I Giudici di Palazzo Spada, confermando la decisione di primo grado, hanno rigettato il ricorso d’appello dell’imprenditore privato, giudicando del tutto corretto il motivo ostativo rappresentato dalla necessità del preventivo ricorso ad una gara pubblica per l’assegnazione di qualsivoglia concessione in ossequio alla specifica previsione della legge regionale pugliese in materia e ai principi rivenienti dalle direttive comunitarie e dalle sentenze della Corte di Giustizia, con ciò condividendo le argomentazioni del difensore del Comune, l’Avvocato Antonio Quinto.
In particolare, la decisione evidenzia la necessità delle gare pubbliche anche nel settore dei beni del demanio marittimo e riafferma la diretta applicazione dell’art. 12 della direttiva 2006/123/Ce e dell’art. 49 del Trattato, con conseguente invalidità di qualsiasi normativa nazionale che preveda proroghe automatiche in assenza di procedure selettive tra i potenziali candidati.
A tal fine il Consiglio di Stato ha richiamato la sentenza della Corte di Giustizia europea del 2016 che con efficacia interpretativa e carattere vincolante ha affermato: “l’art. 12 della dir. 2006/123/CE (c.d. Bolkenstein) osta ad una misura nazionale che preveda l’automatica proroga del titolo concessorio, in assenza di qualsiasi procedura selettiva di valutazione degli operatori economici offerenti”.
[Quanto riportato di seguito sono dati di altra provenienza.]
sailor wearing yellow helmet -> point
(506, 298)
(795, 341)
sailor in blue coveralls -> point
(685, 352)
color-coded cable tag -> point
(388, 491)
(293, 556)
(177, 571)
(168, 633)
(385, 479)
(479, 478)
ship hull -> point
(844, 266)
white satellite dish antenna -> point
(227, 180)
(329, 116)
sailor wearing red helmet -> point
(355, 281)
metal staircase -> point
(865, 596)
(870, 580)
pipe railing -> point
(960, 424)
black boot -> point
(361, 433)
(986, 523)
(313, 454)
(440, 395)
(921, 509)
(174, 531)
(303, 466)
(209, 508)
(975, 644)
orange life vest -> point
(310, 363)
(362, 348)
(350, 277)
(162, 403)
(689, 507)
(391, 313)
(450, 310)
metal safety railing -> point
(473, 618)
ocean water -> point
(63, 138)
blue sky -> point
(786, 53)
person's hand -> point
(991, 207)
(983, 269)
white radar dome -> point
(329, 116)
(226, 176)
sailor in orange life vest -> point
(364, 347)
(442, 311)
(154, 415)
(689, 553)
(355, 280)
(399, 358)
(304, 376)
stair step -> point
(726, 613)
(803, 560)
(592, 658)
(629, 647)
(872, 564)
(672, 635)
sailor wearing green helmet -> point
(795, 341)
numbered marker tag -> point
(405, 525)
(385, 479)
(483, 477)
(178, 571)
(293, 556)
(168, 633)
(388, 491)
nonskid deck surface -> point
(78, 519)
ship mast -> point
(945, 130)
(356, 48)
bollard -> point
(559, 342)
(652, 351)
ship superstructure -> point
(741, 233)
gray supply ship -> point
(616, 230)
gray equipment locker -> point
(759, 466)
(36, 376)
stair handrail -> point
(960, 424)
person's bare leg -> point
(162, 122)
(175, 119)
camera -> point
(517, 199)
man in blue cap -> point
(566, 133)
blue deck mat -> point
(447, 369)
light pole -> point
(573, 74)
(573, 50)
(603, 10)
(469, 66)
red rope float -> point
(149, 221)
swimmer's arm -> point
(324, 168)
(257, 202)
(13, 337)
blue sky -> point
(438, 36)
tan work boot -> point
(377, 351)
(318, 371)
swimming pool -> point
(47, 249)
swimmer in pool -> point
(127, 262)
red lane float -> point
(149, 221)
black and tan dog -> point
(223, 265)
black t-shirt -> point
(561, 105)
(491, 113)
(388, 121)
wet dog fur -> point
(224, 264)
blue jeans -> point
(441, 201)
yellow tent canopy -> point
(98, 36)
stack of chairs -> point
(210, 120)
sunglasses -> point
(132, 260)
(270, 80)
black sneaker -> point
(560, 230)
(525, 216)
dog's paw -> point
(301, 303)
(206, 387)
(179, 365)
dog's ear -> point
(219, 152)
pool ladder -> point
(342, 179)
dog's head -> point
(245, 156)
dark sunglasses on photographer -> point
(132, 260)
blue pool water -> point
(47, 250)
“Il principio affermato dalla Sez. IV del Consiglio di Stato – ha commentato il legale leccese – assume una particolare valenza perché evidenzia l’applicabilità delle direttive europee in materia di concorrenza sia al rilascio delle nuove concessioni sia alle proroghe delle concessioni in essere, dichiarando espressamente che in tali fattispecie tutte le norme nazionali o regionale di segno contrario sono affette da invalidità. È in tale prospettiva che si pone, quindi, la loro disapplicazione per contrasto col diritto europeo. Principio, questo, reiteratamente sottolineato dalla Corte Costituzionale, dal Consiglio di Stato e dalla Cassazione penale”.